Contudo, o que existia se mostrava eficiente para deflagrar destruição e morte. Para se proteger, os soldados rastejavam pelo solo enlameado pontilhado de crateras profundas, escavavam trincheiras cobertas de arame farpado e trocavam tiros com inimigos a poucos metros, separados pelo que se convencionou chamar de Terra de Ninguém. O ar tinha cheiro de fumaça, gasolina e pólvora. Os céus estavam negros, os rios vermelhos com o sangue e o mar sujo de óleo. Como consequência desse novo estilo de combate, a guerra, especialmente no Fronte Ocidental, se estagnou, enquanto ambos os lados desenvolviam novas armas e formulavam estratégias para romper as linhas inimigas.

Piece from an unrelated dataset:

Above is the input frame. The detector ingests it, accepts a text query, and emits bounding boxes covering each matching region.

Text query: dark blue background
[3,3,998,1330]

Períodos de relativa tranquilidade eram quebrados pela sinalização e ordens para avançar. Os soldados se erguiam de suas trincheiras e marchavam em uma desabalada corrida suicida na direção dos oponentes. Boa parte deles ficavam pelo caminho, espalhados no chão ou pendurados no arame como espantalhos, colhidos pelos disparos impiedosos das metralhadoras. Barragens de artilharia faziam cair uma chuva de bombas e estilhaços que desfiguravam e amputavam membros inteiros. Os hospitais de campanha tratavam de todo o tipo de ferimento, alguns violentos demais para serem catalogados, outros ferimentos despedaçavam o espírito e a própria alma dos combatentes. Foi nessa época que o mundo foi apresentado a termos como shell shock e trauma de batalha.

A Guerra não foi exclusivamente européia. Ela se alastrou pelo globo, eclodindo em territórios sob o controle das nações protagonistas, mas também contagiando países coadjuvantes que tiveram sua primeira experiência com o horror da batalha moderna. Em Gallipoli soldados australianos combateram numa faixa de deserto sem valor, em Port Arthur, japoneses e russos se enfrentaram pelo controle do Oriente distante, no Norte da África soldados disputaram centímetros na areais do Egito, enquanto o Oriente Médio tremia com o levante de povos árabes contra o jugo dos turcos otomanos. Talvez essas frentes de batalha não sejam tão famosas quanto Ypres, Somme, Brugges ou Marne, mas em cada um deles homens lutaram, sofreram e morreram.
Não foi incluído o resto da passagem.